Além de Graciele, madrasta de Bernardo, o pai, Leandro Boldrini, a assistente social Edelvânia Wirganovicz e o irmão dela, Evandro Wirganovicz, são acusados de homicídio qualificado e ocultação de cadáver. Leandro ainda responde por falsidade ideológica e, segundo a polícia, foi o mentor do crime. Os quatro estão presos.

Entenda

Conforme alegou a família, Bernardo teria sido visto pela última vez às 18h do dia 4 de abril, quando ia dormir na casa de um amigo, que ficava a duas quadras de distância da residência da família. No dia 6 de abril, o pai do menino disse que foi até a casa do amigo, mas foi comunicado que o filho não estava lá e nem havia chegado nos dias anteriores.

No início da tarde do dia 4, a madrasta foi multada por excesso de velocidade. A infração foi registrada na ERS-472, em um trecho entre os municípios de Tenente Portela e Palmitinho. Graciele trafegava a 117 km/h e seguia em direção a Frederico Westphalen.
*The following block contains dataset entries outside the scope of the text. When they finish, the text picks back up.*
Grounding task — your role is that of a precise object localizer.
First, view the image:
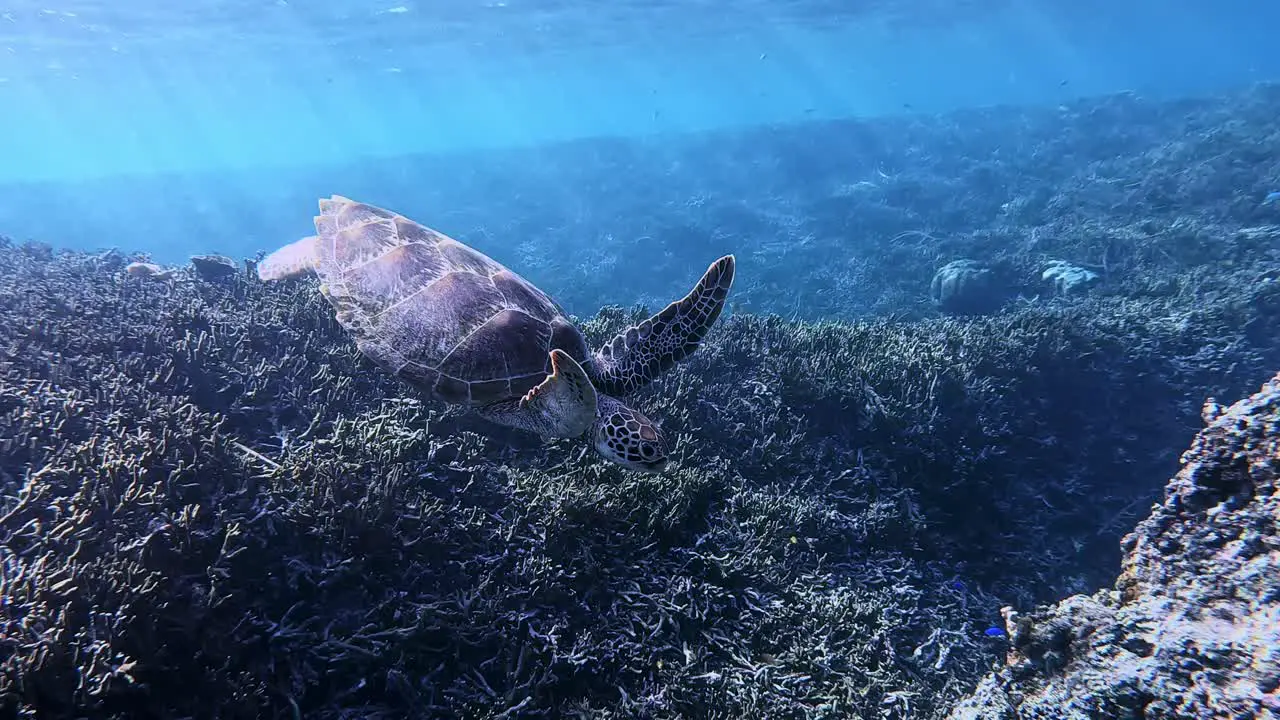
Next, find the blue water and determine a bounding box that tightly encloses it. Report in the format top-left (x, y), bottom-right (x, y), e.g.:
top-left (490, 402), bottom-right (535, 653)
top-left (0, 0), bottom-right (1280, 261)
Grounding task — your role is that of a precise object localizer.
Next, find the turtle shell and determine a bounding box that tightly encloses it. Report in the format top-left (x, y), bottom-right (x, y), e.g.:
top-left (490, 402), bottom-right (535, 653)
top-left (315, 196), bottom-right (589, 406)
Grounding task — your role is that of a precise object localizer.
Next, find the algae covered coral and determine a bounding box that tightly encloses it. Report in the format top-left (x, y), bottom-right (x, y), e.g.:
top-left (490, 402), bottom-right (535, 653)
top-left (0, 82), bottom-right (1280, 719)
top-left (0, 230), bottom-right (1269, 717)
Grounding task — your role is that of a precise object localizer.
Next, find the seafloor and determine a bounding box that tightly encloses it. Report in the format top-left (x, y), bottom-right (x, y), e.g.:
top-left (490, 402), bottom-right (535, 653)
top-left (0, 82), bottom-right (1280, 719)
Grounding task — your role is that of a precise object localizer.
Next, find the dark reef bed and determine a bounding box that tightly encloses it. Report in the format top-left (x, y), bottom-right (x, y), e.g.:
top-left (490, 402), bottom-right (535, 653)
top-left (0, 82), bottom-right (1280, 719)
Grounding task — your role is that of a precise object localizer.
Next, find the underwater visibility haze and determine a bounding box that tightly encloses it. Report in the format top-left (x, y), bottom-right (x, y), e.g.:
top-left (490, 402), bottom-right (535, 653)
top-left (0, 0), bottom-right (1280, 720)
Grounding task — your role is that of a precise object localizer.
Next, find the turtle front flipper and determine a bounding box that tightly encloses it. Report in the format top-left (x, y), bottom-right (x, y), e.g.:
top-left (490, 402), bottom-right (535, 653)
top-left (594, 255), bottom-right (735, 396)
top-left (257, 236), bottom-right (319, 282)
top-left (477, 348), bottom-right (598, 438)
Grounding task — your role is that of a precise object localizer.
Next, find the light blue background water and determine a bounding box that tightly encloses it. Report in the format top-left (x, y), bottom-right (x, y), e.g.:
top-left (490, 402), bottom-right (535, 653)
top-left (0, 0), bottom-right (1280, 260)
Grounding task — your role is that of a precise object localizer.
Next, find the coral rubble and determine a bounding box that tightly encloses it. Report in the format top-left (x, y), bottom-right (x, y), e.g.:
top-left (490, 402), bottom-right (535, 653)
top-left (950, 375), bottom-right (1280, 720)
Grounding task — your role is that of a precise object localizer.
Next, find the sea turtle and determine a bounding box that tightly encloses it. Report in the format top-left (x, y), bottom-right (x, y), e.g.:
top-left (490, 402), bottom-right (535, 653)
top-left (257, 195), bottom-right (735, 471)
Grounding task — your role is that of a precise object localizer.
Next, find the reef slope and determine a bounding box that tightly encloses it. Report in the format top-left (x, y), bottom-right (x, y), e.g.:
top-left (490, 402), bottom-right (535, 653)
top-left (951, 375), bottom-right (1280, 720)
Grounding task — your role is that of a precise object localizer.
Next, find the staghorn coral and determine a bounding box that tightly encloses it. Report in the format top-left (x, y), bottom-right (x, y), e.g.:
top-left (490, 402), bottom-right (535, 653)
top-left (950, 375), bottom-right (1280, 720)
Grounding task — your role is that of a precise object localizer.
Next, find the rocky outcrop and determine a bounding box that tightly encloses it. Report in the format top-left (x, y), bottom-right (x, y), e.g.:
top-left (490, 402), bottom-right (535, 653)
top-left (951, 375), bottom-right (1280, 720)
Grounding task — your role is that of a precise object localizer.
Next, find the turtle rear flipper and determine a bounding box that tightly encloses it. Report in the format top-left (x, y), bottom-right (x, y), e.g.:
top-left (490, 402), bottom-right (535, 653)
top-left (257, 236), bottom-right (319, 282)
top-left (477, 348), bottom-right (598, 437)
top-left (595, 255), bottom-right (735, 396)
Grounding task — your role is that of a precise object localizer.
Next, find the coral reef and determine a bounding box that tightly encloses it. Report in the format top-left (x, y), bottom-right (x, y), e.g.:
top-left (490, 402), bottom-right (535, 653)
top-left (0, 237), bottom-right (1269, 717)
top-left (929, 259), bottom-right (1005, 315)
top-left (950, 375), bottom-right (1280, 720)
top-left (0, 82), bottom-right (1280, 720)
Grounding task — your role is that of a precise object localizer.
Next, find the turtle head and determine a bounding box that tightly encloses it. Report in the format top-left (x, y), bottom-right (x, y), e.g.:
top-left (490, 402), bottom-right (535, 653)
top-left (591, 393), bottom-right (668, 473)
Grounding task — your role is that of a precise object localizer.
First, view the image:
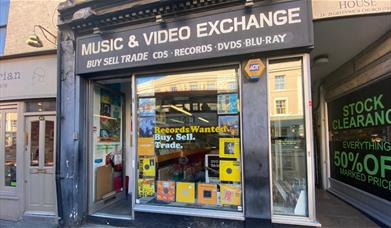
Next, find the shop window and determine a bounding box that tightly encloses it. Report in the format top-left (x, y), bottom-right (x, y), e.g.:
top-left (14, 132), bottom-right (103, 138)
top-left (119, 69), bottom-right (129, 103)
top-left (136, 69), bottom-right (242, 211)
top-left (3, 112), bottom-right (17, 187)
top-left (274, 75), bottom-right (285, 90)
top-left (268, 59), bottom-right (308, 217)
top-left (0, 0), bottom-right (10, 56)
top-left (275, 99), bottom-right (287, 114)
top-left (26, 100), bottom-right (56, 112)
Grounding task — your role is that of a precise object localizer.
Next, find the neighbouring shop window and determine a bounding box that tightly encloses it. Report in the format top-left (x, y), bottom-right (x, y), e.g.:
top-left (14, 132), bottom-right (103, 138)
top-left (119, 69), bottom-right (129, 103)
top-left (4, 112), bottom-right (17, 187)
top-left (274, 75), bottom-right (285, 90)
top-left (26, 100), bottom-right (56, 112)
top-left (327, 76), bottom-right (391, 202)
top-left (268, 59), bottom-right (308, 216)
top-left (136, 69), bottom-right (243, 211)
top-left (0, 0), bottom-right (10, 56)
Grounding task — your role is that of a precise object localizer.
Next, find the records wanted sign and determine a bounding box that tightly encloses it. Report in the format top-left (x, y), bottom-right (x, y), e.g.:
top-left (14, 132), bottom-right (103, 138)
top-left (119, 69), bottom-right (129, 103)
top-left (76, 0), bottom-right (313, 74)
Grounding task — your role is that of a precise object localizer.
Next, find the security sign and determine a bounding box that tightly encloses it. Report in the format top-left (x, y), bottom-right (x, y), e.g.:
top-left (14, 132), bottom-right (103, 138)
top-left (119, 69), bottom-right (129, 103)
top-left (244, 59), bottom-right (266, 81)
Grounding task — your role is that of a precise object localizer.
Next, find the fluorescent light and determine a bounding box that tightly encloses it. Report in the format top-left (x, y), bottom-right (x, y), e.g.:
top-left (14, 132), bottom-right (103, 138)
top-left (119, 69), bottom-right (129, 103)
top-left (198, 117), bottom-right (209, 123)
top-left (94, 114), bottom-right (117, 120)
top-left (170, 105), bottom-right (192, 116)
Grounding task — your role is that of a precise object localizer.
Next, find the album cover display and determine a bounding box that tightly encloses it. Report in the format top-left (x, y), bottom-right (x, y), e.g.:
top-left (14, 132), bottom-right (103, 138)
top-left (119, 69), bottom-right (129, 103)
top-left (219, 138), bottom-right (240, 158)
top-left (220, 184), bottom-right (241, 206)
top-left (156, 181), bottom-right (175, 202)
top-left (197, 183), bottom-right (217, 205)
top-left (176, 182), bottom-right (195, 203)
top-left (137, 178), bottom-right (155, 197)
top-left (219, 115), bottom-right (239, 136)
top-left (140, 157), bottom-right (156, 177)
top-left (217, 93), bottom-right (239, 115)
top-left (137, 137), bottom-right (155, 156)
top-left (220, 160), bottom-right (240, 182)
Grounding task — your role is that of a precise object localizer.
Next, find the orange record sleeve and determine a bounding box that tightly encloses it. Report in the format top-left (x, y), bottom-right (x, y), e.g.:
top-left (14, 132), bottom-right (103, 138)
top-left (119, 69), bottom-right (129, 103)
top-left (197, 183), bottom-right (217, 205)
top-left (156, 181), bottom-right (175, 202)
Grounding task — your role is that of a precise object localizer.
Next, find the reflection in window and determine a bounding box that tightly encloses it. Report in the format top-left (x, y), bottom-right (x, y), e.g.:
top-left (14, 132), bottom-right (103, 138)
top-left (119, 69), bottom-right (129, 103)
top-left (274, 75), bottom-right (285, 90)
top-left (4, 112), bottom-right (17, 187)
top-left (276, 99), bottom-right (286, 114)
top-left (268, 59), bottom-right (308, 216)
top-left (30, 120), bottom-right (39, 166)
top-left (136, 69), bottom-right (242, 211)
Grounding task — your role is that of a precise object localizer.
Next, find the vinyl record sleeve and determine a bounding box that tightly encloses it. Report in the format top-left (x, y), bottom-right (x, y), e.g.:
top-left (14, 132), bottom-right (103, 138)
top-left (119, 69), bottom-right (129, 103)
top-left (137, 137), bottom-right (155, 156)
top-left (176, 182), bottom-right (195, 203)
top-left (142, 157), bottom-right (156, 177)
top-left (197, 183), bottom-right (217, 205)
top-left (220, 184), bottom-right (242, 206)
top-left (156, 181), bottom-right (175, 202)
top-left (220, 160), bottom-right (240, 182)
top-left (219, 138), bottom-right (240, 158)
top-left (137, 179), bottom-right (155, 197)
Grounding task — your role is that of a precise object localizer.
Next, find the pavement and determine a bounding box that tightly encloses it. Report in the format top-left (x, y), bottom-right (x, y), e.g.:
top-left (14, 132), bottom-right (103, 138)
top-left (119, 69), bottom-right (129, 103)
top-left (0, 190), bottom-right (380, 228)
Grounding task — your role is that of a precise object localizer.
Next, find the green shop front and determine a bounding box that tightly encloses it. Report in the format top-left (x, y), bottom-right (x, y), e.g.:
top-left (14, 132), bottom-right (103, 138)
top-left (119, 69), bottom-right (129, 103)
top-left (56, 1), bottom-right (317, 226)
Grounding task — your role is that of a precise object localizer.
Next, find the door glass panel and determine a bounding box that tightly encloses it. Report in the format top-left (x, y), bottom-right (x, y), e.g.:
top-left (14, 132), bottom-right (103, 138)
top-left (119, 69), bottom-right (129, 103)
top-left (268, 59), bottom-right (308, 216)
top-left (30, 120), bottom-right (39, 166)
top-left (45, 121), bottom-right (54, 166)
top-left (4, 112), bottom-right (17, 187)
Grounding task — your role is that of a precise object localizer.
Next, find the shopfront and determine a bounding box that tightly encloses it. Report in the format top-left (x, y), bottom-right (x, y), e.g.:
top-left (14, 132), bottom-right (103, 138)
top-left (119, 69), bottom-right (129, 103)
top-left (57, 1), bottom-right (316, 225)
top-left (0, 54), bottom-right (57, 220)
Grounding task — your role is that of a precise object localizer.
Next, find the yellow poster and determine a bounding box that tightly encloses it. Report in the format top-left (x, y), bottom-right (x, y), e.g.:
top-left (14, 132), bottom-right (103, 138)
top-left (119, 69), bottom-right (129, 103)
top-left (220, 160), bottom-right (240, 182)
top-left (220, 184), bottom-right (242, 206)
top-left (176, 182), bottom-right (195, 203)
top-left (219, 138), bottom-right (240, 158)
top-left (137, 179), bottom-right (155, 197)
top-left (140, 157), bottom-right (156, 177)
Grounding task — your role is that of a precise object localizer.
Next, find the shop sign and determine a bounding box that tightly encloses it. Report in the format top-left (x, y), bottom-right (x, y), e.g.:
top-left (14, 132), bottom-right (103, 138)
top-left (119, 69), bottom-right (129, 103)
top-left (244, 59), bottom-right (266, 81)
top-left (312, 0), bottom-right (391, 20)
top-left (327, 75), bottom-right (391, 200)
top-left (76, 0), bottom-right (313, 74)
top-left (0, 55), bottom-right (57, 100)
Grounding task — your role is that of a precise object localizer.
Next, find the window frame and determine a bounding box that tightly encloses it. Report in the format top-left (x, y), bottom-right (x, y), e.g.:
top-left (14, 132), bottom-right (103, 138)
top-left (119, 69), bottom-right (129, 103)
top-left (266, 53), bottom-right (320, 226)
top-left (131, 62), bottom-right (245, 220)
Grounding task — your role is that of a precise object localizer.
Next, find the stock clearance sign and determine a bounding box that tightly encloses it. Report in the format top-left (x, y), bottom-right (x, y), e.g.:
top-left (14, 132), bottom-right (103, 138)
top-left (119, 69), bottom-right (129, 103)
top-left (76, 0), bottom-right (313, 74)
top-left (327, 78), bottom-right (391, 200)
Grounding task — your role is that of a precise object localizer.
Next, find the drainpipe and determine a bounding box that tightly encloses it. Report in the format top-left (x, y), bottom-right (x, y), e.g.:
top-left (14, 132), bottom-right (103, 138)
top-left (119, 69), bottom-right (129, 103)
top-left (56, 30), bottom-right (63, 224)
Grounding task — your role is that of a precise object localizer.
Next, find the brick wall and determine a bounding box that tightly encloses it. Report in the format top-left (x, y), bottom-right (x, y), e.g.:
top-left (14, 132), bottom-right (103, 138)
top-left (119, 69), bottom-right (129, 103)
top-left (4, 0), bottom-right (60, 55)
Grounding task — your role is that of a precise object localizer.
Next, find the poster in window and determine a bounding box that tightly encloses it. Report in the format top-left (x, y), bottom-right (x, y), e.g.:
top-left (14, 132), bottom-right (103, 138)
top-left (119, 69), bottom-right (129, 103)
top-left (219, 115), bottom-right (239, 136)
top-left (156, 181), bottom-right (175, 202)
top-left (140, 157), bottom-right (156, 177)
top-left (138, 98), bottom-right (156, 116)
top-left (137, 178), bottom-right (155, 197)
top-left (219, 138), bottom-right (240, 158)
top-left (139, 116), bottom-right (155, 137)
top-left (176, 182), bottom-right (195, 203)
top-left (220, 184), bottom-right (241, 206)
top-left (217, 93), bottom-right (239, 115)
top-left (220, 160), bottom-right (240, 182)
top-left (197, 183), bottom-right (217, 205)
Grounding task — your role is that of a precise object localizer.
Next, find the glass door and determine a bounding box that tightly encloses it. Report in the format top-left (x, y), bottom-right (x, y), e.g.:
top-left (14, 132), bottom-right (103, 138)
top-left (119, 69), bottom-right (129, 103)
top-left (89, 82), bottom-right (131, 216)
top-left (268, 57), bottom-right (315, 223)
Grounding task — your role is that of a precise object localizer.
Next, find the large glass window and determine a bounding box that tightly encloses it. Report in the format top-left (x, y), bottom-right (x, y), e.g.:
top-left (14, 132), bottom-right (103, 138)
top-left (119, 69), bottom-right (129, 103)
top-left (136, 69), bottom-right (242, 211)
top-left (268, 59), bottom-right (308, 216)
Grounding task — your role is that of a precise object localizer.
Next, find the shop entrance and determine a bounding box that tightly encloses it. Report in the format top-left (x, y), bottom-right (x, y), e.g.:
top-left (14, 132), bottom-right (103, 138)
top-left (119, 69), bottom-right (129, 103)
top-left (26, 115), bottom-right (56, 216)
top-left (88, 78), bottom-right (132, 219)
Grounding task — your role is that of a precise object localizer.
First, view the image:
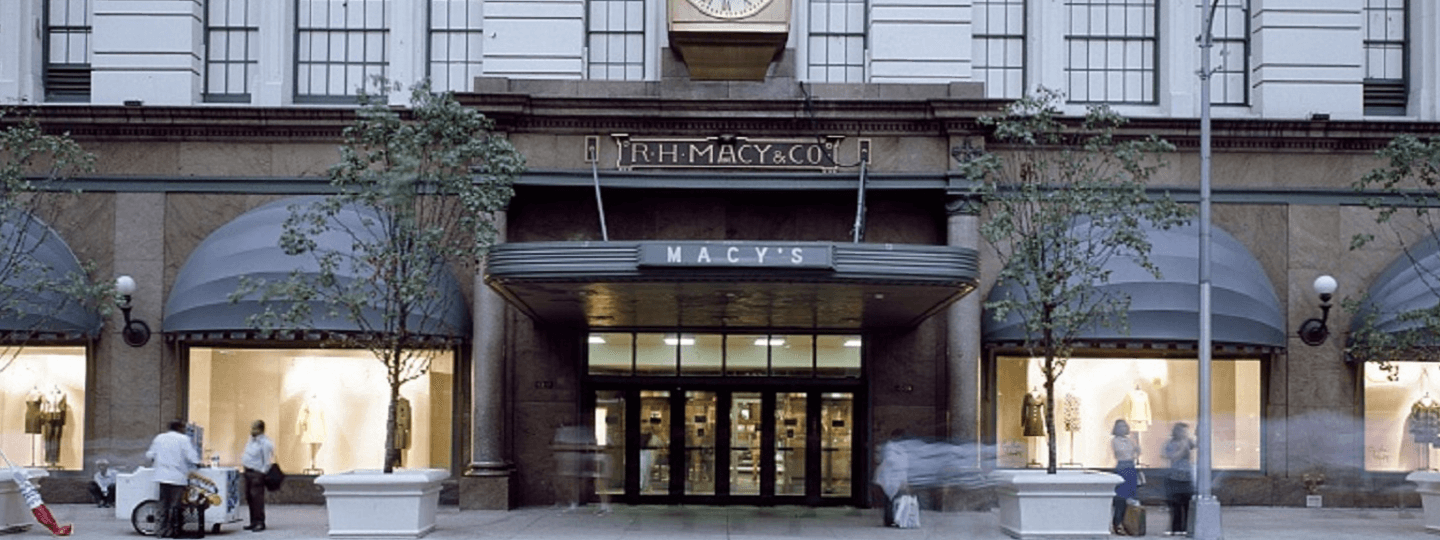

O Comando Rodoviário da Brigada Militar (CRBM) disse que ela estava acompanhada do menino.

O pai registrou o desaparecimento do menino no dia 6, e a polícia começou a investigar o caso. No dia 14 de abril, o corpo do garoto foi localizado. Segundo as investigações da Polícia Civil, Bernardo foi morto com uma superdosagem de um sedativo e depois enterrado em uma cova rasa, na área rural de Frederico Westphalen.

O inquérito apontou que Leandro Boldrini atuou no crime de homicídio e ocultação de cadáver como mentor, juntamente com Graciele. Ainda conforme a polícia, ele também auxiliou na compra do remédio em comprimidos, fornecendo a receita médica. Leandro e Graciele arquitetaram o plano, assim como a história para que tal crime ficasse impune, e contaram com a colaboração dos irmãos Edelvânia e Evandro, concluiu a investigação policial.